Ao contrário, Arthur se vale do que seria a grande oportunidade de sua vida, a de ser convidado para a entrevista com Murray, para consumar-se como um assassino. Parece que, lá onde todas as portas já haviam se fechado, eis que uma delas se abriu para ele. E é importante notar que essa porta se abriu para o que Arthur tinha de mais singular, a saber, suas piadas sem graça. Se abriu para ele se fazer estrela e brilhar, para agradar, para fazer rir, ou quem sabe fazer refletir rindo, e tudo isso por meio de suas próprias piadas, de sua risada, de seu corpo estranho, enfim, de sua singularidade. Todavia, já era tarde demais para se tornar um apresentador. Pode-se até dizer que não perdeu a oportunidade, apenas fez subir ao palco o assassino psicopata que ele há muito já havia escolhido ser. Mas que tipo de escolha é essa senão aquela que Lacan chamou de “escolha forçada”? Jaques-Alain Miller retoma essa noção para dizer que uma verdadeira escolha é sempre uma escolha forçada. Como negar que Arthur foi forçado por todo tipo sofrimento traumático a se transformar nessa aberração que é o Coringa? Mas isso só pôde se dar se ele fizesse a escolha, se ele, por um ato, assumisse subjetivamente isso que se esboçava desde sua infância. E o filme nos narra essa assunção.

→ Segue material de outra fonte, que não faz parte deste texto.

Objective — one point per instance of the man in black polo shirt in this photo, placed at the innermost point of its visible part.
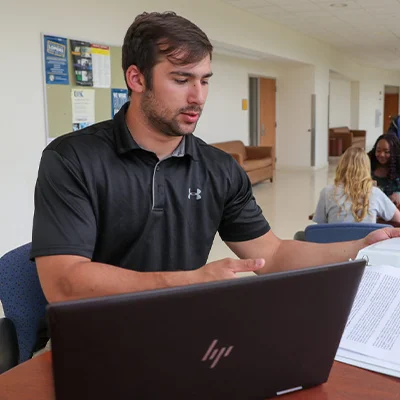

De todo modo, é mais pertinente pensar que o caso de Arthur é muito mais grave que o de “Preciosa”, quem de algum modo conservou em si o apego à vida. É mais coerente pensar que as escolhas de Arthur pela morte já vinham sendo feitas desde muito cedo, de tal modo que suas tendências pela vida, como seus desejos de ser um comediante famoso não passavam de semblantes, baseado em imitações. Ou seja, eles eram por demais inconsistentes. Afinal, Arthur nem sabia o que nas piadas realmente fazia as pessoas rirem. Numa apresentação de um piadista vemos que ele ri quando ninguém ri e fica sério quando todos riem. Assim, dadas sua estrutura psicótica e sua relação com ela, qualquer arranjo subjetivo que conseguisse preservar a vida (sobretudo dos outros que pudessem cruzar seu caminho) seria sempre um arranjo muito frágil. Sua trajetória no filme está mais próxima de um, parafraseando o filósofo alemão Nietzsche: “Tornar-se aquilo que já se é”.

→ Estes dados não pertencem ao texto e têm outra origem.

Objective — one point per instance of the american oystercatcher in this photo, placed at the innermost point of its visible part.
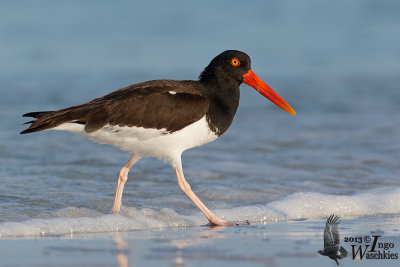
(163, 118)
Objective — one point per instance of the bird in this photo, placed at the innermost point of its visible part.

Cristiano Pimenta é psicanalista, membro da Escola Brasileira de Psicanálise e da Associação Mundial de Psicanálise. É graduado em Filosofia pela USP e é mestre em Psicologia Clínica pela UnB.

Notas bibliográficas

FREUD, S. (1919/1980). O estranho. Rio de Janeiro: Imago.

LACAN, J. (1956/1998), A coisa freudiana. In Escritos. Rio de Janeiro: Jorge Zahar Editor.

MILLER, J.-A. (2003). La experiência de lo real em la cura psicoanalítica. Buenos Aires: Paidós.